Ice cream enthusiasts across the nation have reason to celebrate today as Häagen-Dazs shops host their annual Free Cone Day. The premium ice cream purveyor is offering complimentary scoops to members of its loyalty program at participating locations throughout the day.
The promotion, which runs Tuesday, May 13, allows loyalty members to receive one free scoop of their favorite flavor in either a cup or cone with no purchase necessary. According to multiple freebie-tracking websites, customers must be registered with the Häagen-Dazs Sweet Rewards program via the company’s mobile app to take advantage of the offer.
“Loyalty members get a FREE scoop on May 13th—no purchase needed,” confirmed the promotional materials for the event. Ice cream lovers who aren’t yet members shouldn’t despair; signing up for the Sweet Rewards program takes just minutes, and new members receive a complimentary mini cone or cup after their first purchase.
While some reports indicate the giveaway will take place during specific hours from 4 p.m. to 8 p.m., others suggest the promotion runs throughout regular business hours.
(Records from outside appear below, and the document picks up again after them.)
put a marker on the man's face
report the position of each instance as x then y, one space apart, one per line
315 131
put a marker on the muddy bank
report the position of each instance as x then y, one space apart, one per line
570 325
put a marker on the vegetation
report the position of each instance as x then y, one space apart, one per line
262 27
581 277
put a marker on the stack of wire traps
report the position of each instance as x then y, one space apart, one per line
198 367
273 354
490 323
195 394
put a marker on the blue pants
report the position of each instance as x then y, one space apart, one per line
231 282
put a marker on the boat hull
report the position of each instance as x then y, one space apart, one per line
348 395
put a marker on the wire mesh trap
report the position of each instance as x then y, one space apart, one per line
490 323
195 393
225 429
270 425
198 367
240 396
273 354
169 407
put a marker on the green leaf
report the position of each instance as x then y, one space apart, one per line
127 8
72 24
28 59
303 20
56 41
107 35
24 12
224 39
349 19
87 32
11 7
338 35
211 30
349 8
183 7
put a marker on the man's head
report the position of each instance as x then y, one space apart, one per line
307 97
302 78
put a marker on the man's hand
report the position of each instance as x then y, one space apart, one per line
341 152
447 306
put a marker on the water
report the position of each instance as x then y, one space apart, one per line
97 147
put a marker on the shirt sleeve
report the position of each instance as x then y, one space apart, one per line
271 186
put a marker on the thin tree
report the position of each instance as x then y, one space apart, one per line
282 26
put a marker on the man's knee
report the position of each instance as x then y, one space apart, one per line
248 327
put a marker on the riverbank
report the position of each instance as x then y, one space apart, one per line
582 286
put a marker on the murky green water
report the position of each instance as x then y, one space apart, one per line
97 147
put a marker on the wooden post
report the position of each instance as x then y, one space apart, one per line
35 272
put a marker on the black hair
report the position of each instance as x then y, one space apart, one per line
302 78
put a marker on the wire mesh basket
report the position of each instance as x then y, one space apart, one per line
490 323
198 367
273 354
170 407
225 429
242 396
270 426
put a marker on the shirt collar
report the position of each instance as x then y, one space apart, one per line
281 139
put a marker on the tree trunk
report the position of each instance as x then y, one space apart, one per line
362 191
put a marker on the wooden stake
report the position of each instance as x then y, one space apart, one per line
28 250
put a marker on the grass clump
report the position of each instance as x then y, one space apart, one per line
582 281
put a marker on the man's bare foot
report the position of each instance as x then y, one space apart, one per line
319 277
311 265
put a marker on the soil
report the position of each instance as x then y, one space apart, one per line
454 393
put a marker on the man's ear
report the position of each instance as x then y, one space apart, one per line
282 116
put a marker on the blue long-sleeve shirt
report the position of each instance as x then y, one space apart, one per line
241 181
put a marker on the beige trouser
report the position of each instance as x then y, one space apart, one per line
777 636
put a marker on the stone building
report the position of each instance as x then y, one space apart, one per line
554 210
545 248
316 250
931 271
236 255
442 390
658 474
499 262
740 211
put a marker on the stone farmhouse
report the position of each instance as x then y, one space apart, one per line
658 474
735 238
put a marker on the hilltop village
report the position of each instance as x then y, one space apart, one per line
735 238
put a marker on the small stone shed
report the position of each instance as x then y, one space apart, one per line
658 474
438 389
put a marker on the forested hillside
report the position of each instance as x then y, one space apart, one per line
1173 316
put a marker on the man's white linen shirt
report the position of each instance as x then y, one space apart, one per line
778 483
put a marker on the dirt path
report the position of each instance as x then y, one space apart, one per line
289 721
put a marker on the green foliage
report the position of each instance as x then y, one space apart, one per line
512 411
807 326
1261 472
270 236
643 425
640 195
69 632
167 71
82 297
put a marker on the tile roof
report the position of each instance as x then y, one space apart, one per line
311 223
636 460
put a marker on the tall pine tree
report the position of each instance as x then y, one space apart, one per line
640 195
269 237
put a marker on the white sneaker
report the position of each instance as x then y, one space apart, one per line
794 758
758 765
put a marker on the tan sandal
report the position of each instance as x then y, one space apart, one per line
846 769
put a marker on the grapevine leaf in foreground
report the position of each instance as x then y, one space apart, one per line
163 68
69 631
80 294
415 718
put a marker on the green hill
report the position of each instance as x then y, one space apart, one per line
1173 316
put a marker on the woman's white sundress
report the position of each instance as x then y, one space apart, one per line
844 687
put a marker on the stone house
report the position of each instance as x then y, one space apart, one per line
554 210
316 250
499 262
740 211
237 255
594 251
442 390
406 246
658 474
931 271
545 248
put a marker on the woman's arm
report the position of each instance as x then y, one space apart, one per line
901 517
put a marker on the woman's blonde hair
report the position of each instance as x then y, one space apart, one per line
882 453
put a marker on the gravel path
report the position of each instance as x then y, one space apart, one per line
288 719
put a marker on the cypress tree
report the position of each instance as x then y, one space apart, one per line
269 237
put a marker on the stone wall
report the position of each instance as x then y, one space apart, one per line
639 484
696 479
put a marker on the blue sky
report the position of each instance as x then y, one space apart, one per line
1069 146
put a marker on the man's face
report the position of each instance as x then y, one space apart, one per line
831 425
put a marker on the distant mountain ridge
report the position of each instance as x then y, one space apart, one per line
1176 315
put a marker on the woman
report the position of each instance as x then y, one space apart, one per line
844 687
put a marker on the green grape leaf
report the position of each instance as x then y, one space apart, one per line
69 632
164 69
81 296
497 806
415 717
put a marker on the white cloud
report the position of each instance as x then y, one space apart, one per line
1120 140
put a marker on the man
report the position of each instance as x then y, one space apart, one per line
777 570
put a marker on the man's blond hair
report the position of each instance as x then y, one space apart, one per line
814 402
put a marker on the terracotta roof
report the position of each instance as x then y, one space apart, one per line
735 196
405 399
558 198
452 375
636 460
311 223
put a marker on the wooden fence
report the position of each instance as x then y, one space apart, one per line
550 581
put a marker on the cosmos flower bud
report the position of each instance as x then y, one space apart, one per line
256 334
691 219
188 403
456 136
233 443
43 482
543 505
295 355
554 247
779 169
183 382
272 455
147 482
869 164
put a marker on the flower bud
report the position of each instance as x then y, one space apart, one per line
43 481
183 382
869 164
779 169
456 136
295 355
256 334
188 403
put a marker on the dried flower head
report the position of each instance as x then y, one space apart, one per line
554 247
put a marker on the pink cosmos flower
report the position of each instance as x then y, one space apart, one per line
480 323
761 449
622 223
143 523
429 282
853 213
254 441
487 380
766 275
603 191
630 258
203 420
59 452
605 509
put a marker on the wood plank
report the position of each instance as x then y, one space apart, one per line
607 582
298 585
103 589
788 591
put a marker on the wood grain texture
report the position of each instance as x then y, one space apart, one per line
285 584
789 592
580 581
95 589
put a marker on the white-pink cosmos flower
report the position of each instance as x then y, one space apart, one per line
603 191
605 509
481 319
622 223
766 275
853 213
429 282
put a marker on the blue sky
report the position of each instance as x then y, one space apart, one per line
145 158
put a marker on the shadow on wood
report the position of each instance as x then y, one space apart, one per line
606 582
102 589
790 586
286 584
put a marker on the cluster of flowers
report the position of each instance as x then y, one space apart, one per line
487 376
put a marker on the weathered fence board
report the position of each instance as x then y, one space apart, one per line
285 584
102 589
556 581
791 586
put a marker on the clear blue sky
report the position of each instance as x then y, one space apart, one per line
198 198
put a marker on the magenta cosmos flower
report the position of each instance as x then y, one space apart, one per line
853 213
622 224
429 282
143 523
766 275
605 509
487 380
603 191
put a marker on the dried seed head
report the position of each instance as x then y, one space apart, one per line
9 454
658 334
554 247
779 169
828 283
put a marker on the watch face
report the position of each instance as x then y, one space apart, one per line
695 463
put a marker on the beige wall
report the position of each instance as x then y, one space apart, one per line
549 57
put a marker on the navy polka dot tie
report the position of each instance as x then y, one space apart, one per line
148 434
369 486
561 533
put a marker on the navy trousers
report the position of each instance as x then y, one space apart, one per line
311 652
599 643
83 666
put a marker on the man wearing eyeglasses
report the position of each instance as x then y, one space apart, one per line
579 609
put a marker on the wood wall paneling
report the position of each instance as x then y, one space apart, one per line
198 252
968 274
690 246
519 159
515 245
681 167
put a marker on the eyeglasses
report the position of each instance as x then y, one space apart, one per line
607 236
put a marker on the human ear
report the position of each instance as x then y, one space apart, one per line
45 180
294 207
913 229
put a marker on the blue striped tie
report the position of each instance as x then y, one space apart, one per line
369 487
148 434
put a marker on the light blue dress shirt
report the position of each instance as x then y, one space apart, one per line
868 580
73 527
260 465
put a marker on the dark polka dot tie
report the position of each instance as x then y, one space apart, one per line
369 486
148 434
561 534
Customers are advised to call their local Häagen-Dazs shop to confirm participation and timing before visiting.
The annual Free Cone Day has become a beloved tradition for the premium ice cream brand, which offers dozens of flavors from classic vanilla to more adventurous options like honey salted caramel almond.
For those who don’t live near a Häagen-Dazs shop, the Sweet Rewards program still offers other benefits, including a free treat on members’ birthdays and points that accumulate with every purchase toward additional complimentary items.
Häagen-Dazs operates shops in 28 states across the country, with multiple locations in major cities. In New York City alone, the company maintains shops in Manhattan, Brooklyn, Queens, the Bronx, and Staten Island.
This sweet promotion comes as summer approaches and ice cream season kicks into high gear, offering customers a taste of premium desserts without the premium price tag.